A year ago, Sayour’s team engineered mRNA vaccines to tweak immune responses in four people with glioblastoma, a highly aggressive brain cancer. The vaccines were tailored to the patients, in that they encoded the protein signatures for each specific tumor. The team also designed a different fatty “wrapper”—looking more like an onion rather than the bubble used in Covid vaccines—to protect the mRNA payload and increase its affinity to cancer cells.
Though promising, personalization takes time and is expensive and hard to scale up.
The new study went broader. The team engineered several mRNA molecules to stimulate the interferon response, a process that works similarly in multiple types of cancers. Like shining a light through dense fog, the vaccine guided immune cells past a cancer’s molecular barrier in mice. Without tailoring the recipe to specific cancers—skin, lung, bone, or brain—the vaccine, given weekly with an approved immunotherapy drug, reduced tumor size and growth within days.
In the case of lung cancer, most mice died within 40 days without a vaccine. But for those given the treatment, roughly 40 percent survived at least 100 days. The same mRNA vaccine also increased survival from 80 to over 200 days in mice with an aggressive brain cancer.
Because the interferon system is integral to our immune response, tinkering with it could bring unexpected side effects. In mice and pet dogs with brain cancer—the latter assessed after full consent from their owners—the vaccine was found safe for both liver and kidney function.
Surprisingly, the cancer-targeting effect spilled over to other cancer cells with different “red flag” proteins behind the barrier. This shows the strategy can educate the immune system to go after multiple dangerous proteins. Subsequent immune attacks further eliminated nearby cancerous cells, with the immune response self-amplifying along the way.
The results are only in mice, but the team is working towards a clinical trial.
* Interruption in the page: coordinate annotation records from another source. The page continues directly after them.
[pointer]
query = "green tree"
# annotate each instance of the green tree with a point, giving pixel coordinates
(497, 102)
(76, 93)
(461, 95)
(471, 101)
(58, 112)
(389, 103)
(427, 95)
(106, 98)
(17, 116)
If successful, mRNA vaccines could add another treatment option for stubborn cancers alongside current immunotherapy drugs.
“What we found is by using a vaccine designed not to target cancer specifically but rather to stimulate a strong immunologic response, we could elicit a very strong anticancer reaction,” said study author Duane Mitchell. “And so this has significant potential to be broadly used across cancer patients—even possibly leading us to an off-the-shelf cancer vaccine.”